Mitch Rapp just cannot catch a break. Aged 14 he lost both parents in a car crash and then, seven years later, just moments after he proposes to her on an Ibiza beach, his fiancée is gunned down by Islamic terrorists.

The film never settles on a tone.

Picking up with him 18 months later, he’s grieving. We can tell this because he’s grown a beard. He’s angry, too — he’s thrown out of his MMA club for fighting too violently, then out of his gun club for shooting too violently, then he’s reprimanded by his landlord for making noise after 10pm. But this combat training has a purpose. He intends to infiltrate a terrorist cell and murder them in retribution. He’s half successful — during his initiation into the cell a CIA squad burst in and do the killing for him. Impressed with his work (they couldn’t have found the cell without him) they recruit him, sending him off to grizzled, no-nonsense ex-Navy Seal Stan Hurley (Keaton) to be trained properly.

It should be apparent by this point, that American Assassin is beyond ludicrous — the type of film where a gunfight in a hotel room that spills out into the corridors yet somehow fails to be noticed by any of the other guests. What’s unclear is whether everyone involved is in on the joke. Keaton appears to be, spitting out lines such as “The enemy dresses like a deer and kills like a lion, which is what we’ve got to do” with knowing relish, but he may be the only one. The film never settles on a tone, the enjoyable loopiness of the plot punctuated by graphic violence — fingernails are pulled off, knives are driven through throats — that gives the distinct impression that, actually, we are supposed to be taking this seriously.
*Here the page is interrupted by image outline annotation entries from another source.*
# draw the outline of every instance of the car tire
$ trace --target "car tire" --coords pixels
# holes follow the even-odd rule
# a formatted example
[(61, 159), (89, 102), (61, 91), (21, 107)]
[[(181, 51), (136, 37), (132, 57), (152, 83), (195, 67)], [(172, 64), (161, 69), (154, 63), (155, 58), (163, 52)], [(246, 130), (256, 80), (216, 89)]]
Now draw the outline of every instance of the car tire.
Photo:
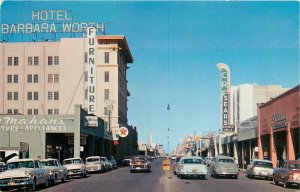
[(275, 176), (273, 175), (273, 184), (278, 185), (278, 181), (275, 179)]
[(283, 182), (283, 187), (284, 188), (289, 188), (290, 187), (290, 183), (287, 182), (286, 180)]

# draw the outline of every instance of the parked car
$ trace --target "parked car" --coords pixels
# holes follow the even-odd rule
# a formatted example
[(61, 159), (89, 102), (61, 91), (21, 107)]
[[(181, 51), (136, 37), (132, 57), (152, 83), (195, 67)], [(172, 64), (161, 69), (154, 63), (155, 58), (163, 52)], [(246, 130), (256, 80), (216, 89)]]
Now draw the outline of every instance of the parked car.
[(112, 164), (112, 168), (116, 169), (118, 167), (114, 156), (107, 156), (107, 160)]
[(103, 164), (104, 164), (105, 171), (110, 171), (110, 170), (112, 170), (112, 164), (107, 160), (106, 157), (101, 157), (101, 161), (102, 161)]
[(4, 171), (5, 163), (0, 162), (0, 173)]
[(131, 156), (125, 156), (121, 161), (122, 166), (129, 166), (131, 163), (131, 158)]
[(41, 163), (50, 173), (50, 181), (53, 185), (56, 184), (57, 180), (65, 182), (68, 178), (67, 168), (62, 166), (58, 159), (43, 159)]
[(292, 184), (300, 185), (300, 160), (285, 160), (283, 166), (275, 168), (273, 183), (283, 183), (283, 187), (290, 187)]
[(86, 158), (86, 168), (88, 172), (104, 172), (104, 162), (100, 156), (91, 156)]
[(23, 188), (35, 190), (37, 185), (48, 187), (50, 174), (37, 159), (17, 159), (5, 165), (0, 174), (0, 191)]
[(182, 157), (177, 164), (177, 176), (182, 179), (185, 176), (196, 176), (205, 179), (207, 167), (201, 157)]
[(177, 165), (178, 165), (178, 162), (180, 159), (181, 159), (181, 156), (177, 156), (175, 161), (172, 164), (172, 169), (173, 169), (174, 175), (177, 175)]
[(87, 168), (81, 158), (69, 158), (63, 161), (63, 165), (68, 170), (68, 178), (71, 176), (87, 176)]
[(216, 178), (219, 176), (230, 176), (237, 179), (239, 168), (233, 157), (217, 156), (211, 163), (210, 174)]
[(263, 177), (265, 179), (273, 178), (273, 163), (269, 160), (254, 159), (247, 166), (246, 177)]
[(145, 156), (133, 156), (131, 158), (131, 163), (129, 165), (130, 173), (137, 172), (137, 171), (146, 171), (150, 172), (151, 170), (151, 163)]

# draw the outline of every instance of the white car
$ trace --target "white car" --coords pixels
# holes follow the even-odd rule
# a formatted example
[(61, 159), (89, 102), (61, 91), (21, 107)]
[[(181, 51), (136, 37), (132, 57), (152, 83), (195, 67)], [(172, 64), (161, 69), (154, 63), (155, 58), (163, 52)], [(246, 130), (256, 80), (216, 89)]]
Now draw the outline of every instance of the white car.
[(263, 177), (271, 180), (273, 178), (273, 171), (272, 161), (254, 159), (250, 165), (247, 166), (246, 177), (250, 179), (253, 177)]
[(185, 176), (196, 176), (205, 179), (207, 167), (201, 157), (182, 157), (177, 164), (177, 176), (183, 179)]
[(50, 173), (50, 181), (53, 185), (56, 184), (57, 180), (65, 182), (68, 177), (67, 168), (62, 166), (58, 159), (43, 159), (41, 163)]
[(17, 159), (5, 165), (0, 174), (0, 191), (5, 189), (23, 188), (35, 190), (37, 185), (48, 187), (50, 174), (38, 159)]
[(81, 158), (69, 158), (63, 161), (63, 165), (68, 170), (68, 178), (71, 176), (87, 176), (87, 168)]
[(104, 162), (100, 156), (86, 158), (86, 168), (88, 172), (104, 172)]

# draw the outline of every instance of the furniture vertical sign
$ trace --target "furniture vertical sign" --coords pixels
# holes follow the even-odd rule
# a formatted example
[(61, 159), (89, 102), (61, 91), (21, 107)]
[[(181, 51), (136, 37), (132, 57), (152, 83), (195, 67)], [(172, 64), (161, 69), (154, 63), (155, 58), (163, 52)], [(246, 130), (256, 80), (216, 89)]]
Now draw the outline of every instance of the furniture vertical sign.
[(96, 112), (96, 29), (87, 28), (86, 92), (88, 114)]

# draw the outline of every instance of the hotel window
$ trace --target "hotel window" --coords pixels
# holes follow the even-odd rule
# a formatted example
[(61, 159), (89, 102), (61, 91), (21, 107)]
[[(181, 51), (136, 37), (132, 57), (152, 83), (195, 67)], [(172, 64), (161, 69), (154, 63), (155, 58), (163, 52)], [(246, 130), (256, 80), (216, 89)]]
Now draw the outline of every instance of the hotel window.
[(109, 82), (109, 71), (104, 71), (104, 82)]
[(12, 83), (12, 75), (7, 75), (7, 83)]
[(109, 89), (104, 89), (104, 99), (105, 100), (109, 99)]
[(7, 75), (7, 83), (18, 83), (18, 75)]
[(12, 92), (7, 92), (7, 100), (12, 100)]
[(39, 57), (34, 57), (33, 64), (39, 65)]
[(19, 65), (19, 57), (14, 57), (14, 66)]
[(59, 100), (59, 92), (58, 91), (49, 91), (48, 92), (48, 100)]
[(59, 74), (54, 74), (54, 83), (59, 83)]
[(104, 63), (109, 63), (109, 52), (104, 52)]
[(104, 107), (104, 115), (108, 115), (108, 108)]
[(39, 93), (38, 92), (28, 92), (27, 99), (28, 100), (39, 100)]
[(28, 115), (37, 115), (37, 114), (39, 114), (39, 110), (38, 109), (28, 109), (27, 114)]
[(18, 109), (7, 109), (7, 113), (10, 115), (17, 115), (17, 114), (19, 114), (19, 110)]
[(32, 57), (28, 57), (28, 65), (32, 65)]
[(8, 57), (7, 65), (12, 66), (12, 57)]
[(48, 57), (48, 65), (53, 65), (53, 57), (52, 56)]
[(59, 65), (59, 57), (54, 56), (54, 65)]
[(18, 83), (18, 80), (19, 80), (18, 75), (14, 75), (14, 83)]
[(48, 83), (53, 83), (53, 74), (48, 74)]

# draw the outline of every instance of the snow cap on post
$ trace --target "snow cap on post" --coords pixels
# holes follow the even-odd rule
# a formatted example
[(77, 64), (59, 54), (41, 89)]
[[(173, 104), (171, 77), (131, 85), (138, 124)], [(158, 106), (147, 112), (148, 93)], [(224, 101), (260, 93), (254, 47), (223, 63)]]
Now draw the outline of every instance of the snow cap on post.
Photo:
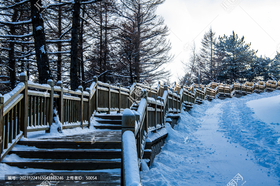
[(131, 131), (133, 133), (135, 131), (135, 115), (132, 111), (126, 108), (122, 117), (122, 133), (126, 131)]
[(22, 72), (20, 75), (20, 81), (27, 81), (27, 77), (24, 72)]
[(48, 80), (47, 84), (51, 86), (54, 86), (54, 81), (52, 79), (49, 79)]
[(0, 104), (4, 103), (4, 97), (0, 94)]
[(59, 81), (56, 83), (56, 86), (60, 87), (63, 87), (63, 83), (61, 81)]

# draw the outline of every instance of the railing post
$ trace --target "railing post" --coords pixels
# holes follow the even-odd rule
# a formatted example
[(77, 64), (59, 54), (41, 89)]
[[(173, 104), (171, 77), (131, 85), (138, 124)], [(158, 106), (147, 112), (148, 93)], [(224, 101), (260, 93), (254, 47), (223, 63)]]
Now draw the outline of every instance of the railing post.
[[(161, 102), (161, 97), (158, 97), (157, 98), (156, 98), (156, 100), (159, 100)], [(161, 116), (160, 116), (161, 123), (160, 123), (160, 124), (161, 124), (161, 126), (163, 126), (163, 121), (162, 121), (162, 113), (163, 112), (164, 112), (164, 110), (163, 110), (163, 107), (162, 107), (162, 105), (161, 105)]]
[(111, 111), (111, 82), (110, 81), (107, 81), (106, 82), (109, 84), (109, 92), (108, 93), (108, 99), (107, 100), (108, 101), (107, 106), (108, 107), (108, 109), (109, 109), (109, 110), (106, 112), (107, 114), (110, 114)]
[(155, 124), (154, 125), (154, 126), (156, 128), (156, 130), (155, 130), (154, 132), (155, 133), (156, 133), (156, 124), (157, 122), (157, 115), (156, 113), (156, 108), (157, 108), (157, 105), (156, 104), (156, 97), (155, 95), (153, 95), (151, 97), (154, 98), (156, 100), (156, 104), (155, 104), (155, 106), (152, 106), (152, 107), (155, 108), (155, 113), (154, 114), (154, 117), (155, 117)]
[[(124, 111), (124, 114), (122, 116), (122, 138), (124, 133), (127, 131), (132, 131), (134, 134), (135, 132), (135, 116), (132, 111), (129, 108), (125, 108)], [(134, 134), (134, 135), (135, 135)], [(136, 147), (137, 145), (136, 145)], [(123, 140), (122, 140), (122, 158), (121, 169), (121, 185), (124, 185), (124, 154), (123, 153)], [(138, 150), (138, 149), (137, 149)]]
[(144, 128), (147, 134), (148, 134), (148, 127), (149, 126), (149, 112), (148, 111), (148, 93), (145, 89), (144, 90), (143, 95), (144, 98), (146, 99), (146, 102), (147, 103), (147, 106), (146, 106), (146, 125), (145, 126)]
[[(176, 82), (175, 82), (175, 83), (176, 83)], [(176, 89), (175, 89), (176, 90)], [(177, 101), (176, 101), (176, 110), (177, 110), (177, 112), (178, 112), (178, 92), (177, 92), (177, 91), (175, 91), (174, 92), (174, 93), (176, 94), (177, 95), (177, 99), (176, 99), (177, 100)]]
[(80, 96), (81, 101), (80, 102), (80, 110), (79, 111), (79, 118), (81, 122), (81, 127), (82, 129), (84, 126), (84, 88), (81, 86), (78, 87), (78, 90), (82, 92), (82, 94)]
[(172, 113), (174, 113), (174, 95), (173, 94), (173, 89), (172, 88), (169, 89), (172, 92)]
[(95, 102), (95, 108), (94, 108), (94, 109), (95, 109), (95, 112), (96, 112), (96, 113), (98, 113), (98, 79), (97, 77), (96, 76), (94, 76), (93, 77), (93, 81), (95, 82), (95, 83), (96, 84), (96, 89), (95, 89), (95, 99), (94, 100), (94, 101)]
[(50, 86), (50, 97), (49, 98), (49, 114), (48, 116), (48, 122), (49, 123), (49, 129), (46, 130), (46, 133), (49, 133), (51, 126), (53, 124), (54, 114), (54, 81), (51, 79), (49, 79), (47, 82), (48, 84)]
[(59, 81), (56, 83), (56, 85), (61, 88), (60, 91), (59, 92), (59, 99), (58, 102), (58, 111), (59, 116), (59, 120), (60, 122), (63, 125), (64, 122), (64, 106), (63, 105), (63, 83), (60, 81)]
[[(3, 109), (4, 107), (4, 97), (0, 94), (0, 155), (3, 152), (2, 143), (3, 142)], [(1, 158), (0, 156), (0, 158)]]
[(87, 87), (86, 89), (86, 91), (88, 92), (88, 102), (87, 103), (87, 107), (86, 108), (86, 118), (85, 118), (87, 122), (88, 122), (88, 125), (87, 127), (89, 128), (91, 126), (91, 91), (88, 87)]
[(160, 96), (160, 95), (159, 95), (159, 94), (160, 94), (161, 93), (161, 82), (159, 81), (158, 84), (159, 85), (159, 86), (157, 86), (157, 87), (158, 87), (158, 89), (156, 89), (157, 98), (159, 96)]
[[(164, 91), (167, 91), (167, 97), (166, 98), (166, 99), (167, 99), (167, 100), (166, 100), (166, 105), (165, 105), (166, 107), (167, 107), (167, 112), (169, 112), (169, 109), (168, 109), (169, 107), (168, 107), (168, 87), (167, 86), (167, 85), (165, 85), (163, 87), (163, 92), (164, 93)], [(164, 113), (164, 114), (165, 114), (165, 113)], [(165, 124), (165, 123), (164, 123), (164, 124)]]
[[(137, 97), (138, 94), (136, 93), (137, 93), (137, 90), (136, 90), (137, 89), (137, 84), (136, 84), (137, 82), (137, 81), (136, 79), (133, 79), (133, 83), (135, 83), (135, 86), (134, 87), (135, 88), (134, 89), (134, 92), (135, 92), (136, 93), (135, 94), (133, 93), (133, 98), (134, 98), (134, 101), (136, 101), (136, 100), (137, 100), (137, 99), (138, 98)], [(131, 92), (130, 93), (132, 93), (132, 92)], [(129, 97), (131, 97), (130, 96), (131, 96), (131, 95), (129, 95)]]
[(119, 84), (119, 83), (117, 83), (117, 86), (119, 87), (119, 110), (118, 111), (117, 113), (120, 113), (120, 109), (121, 109), (121, 90), (120, 90), (120, 85)]
[(23, 98), (21, 103), (21, 115), (20, 118), (20, 130), (22, 131), (23, 137), (27, 137), (27, 126), (28, 117), (28, 95), (27, 94), (28, 84), (27, 76), (24, 73), (21, 73), (20, 75), (20, 81), (21, 83), (23, 83), (25, 88), (22, 91)]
As the stakes are raised — a rogue operative is discovered to be building a nuclear bomb in a secret location — the elite CIA team become increasingly ineffectual, the only breaks in the case coming when Rapp disobeys orders. Something (luckily for them) he does continually. By the time the jarringly CGI-heavy finale comes, any semblance of reality has been lost. As has its sense of fun.

An uneven thriller that would have been better served aiming for a lighter tone (and a lower age certificate). There are 15 more Mitch Rapp books, but a sequel feels unlikely.